I have not embedded my Pipfile.lock due to its length, but it is in the scripts.zip
above and demonstrates the same versions for my dependencies as I showed before.
All of my dependencies are listed above.
I created and tested the scripts above on my personal machine running Archlinux, but originally observed the bug that led me to create these scripts on a machine running CentOS.
uname --all
Linux HOSTNAME 5.6.15-arch1-1 #1 SMP PREEMPT Wed, 27 May 2020 23:42:26 +0000 x86_64 GNU/Linux
Linux HOSTNAME 3.10.0-862.9.1.el7.x86_64 #1 SMP Mon Jul 16 16:29:36 UTC 2018 x86_64 x86_64 x86_64 GNU/Linux
I'm having this exact same issue.
Any update on this? Would love to see this issue addressed!

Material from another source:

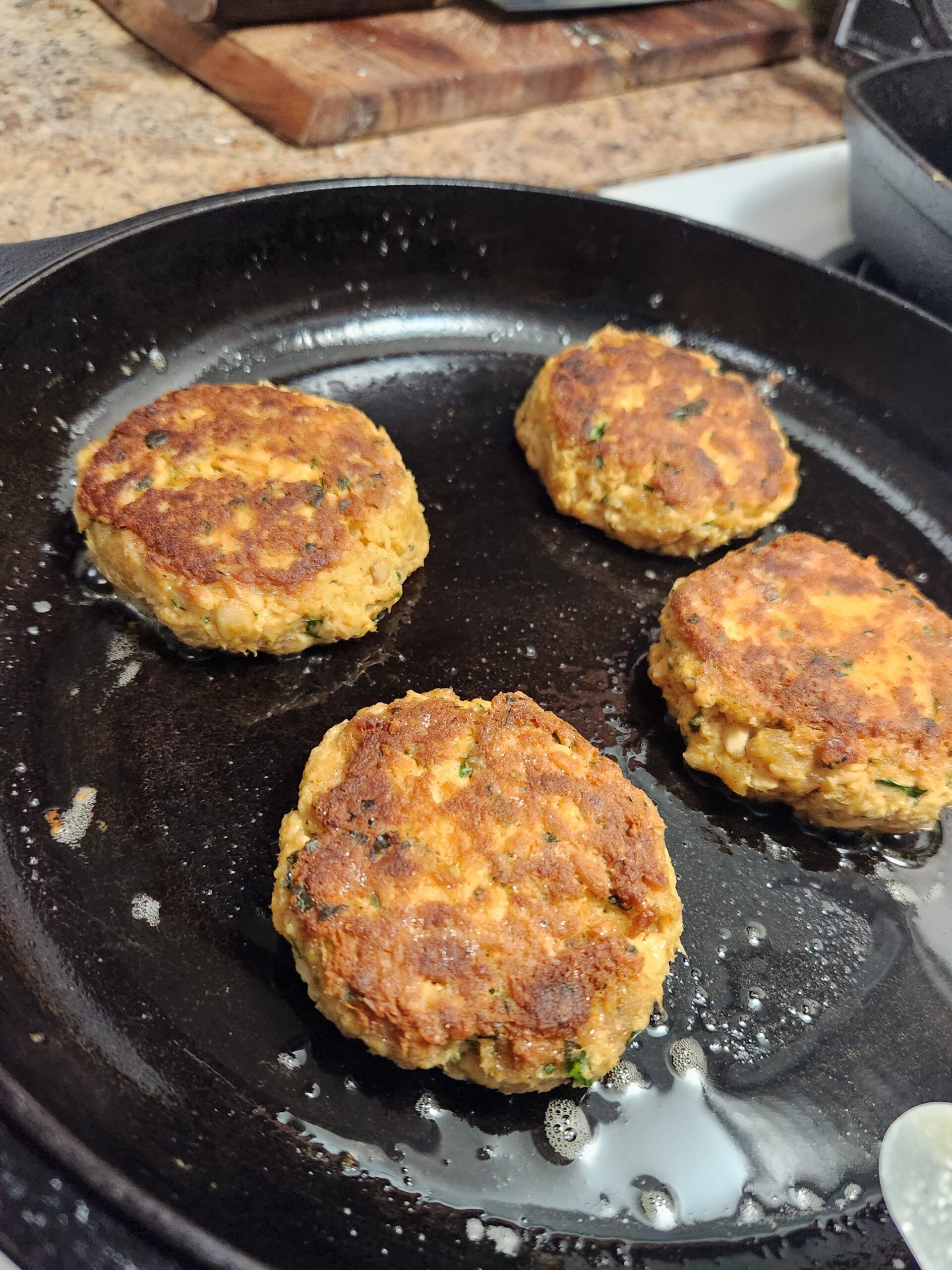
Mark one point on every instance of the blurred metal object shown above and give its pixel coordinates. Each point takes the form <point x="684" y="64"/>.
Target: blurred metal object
<point x="865" y="32"/>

experiencing the same issue
On Python 3.7.8 it's working fine, but with Python 3.8+ versions getting memory leak problem.
I hope someone solve this problem
Just did a check on my machine on 2a9d5e9e (master):
Filename: ./tests/4833_test.py
Line # Mem usage Increment Occurences Line Contents
============================================================
22 32.4 MiB 32.4 MiB 1 @profile
23 async def quicktest():
24 32.4 MiB 0.0 MiB 1 url = "http://localhost:8000/A17_FlightPlan.pdf"
25 32.4 MiB 0.0 MiB 1 session = aiohttp.ClientSession()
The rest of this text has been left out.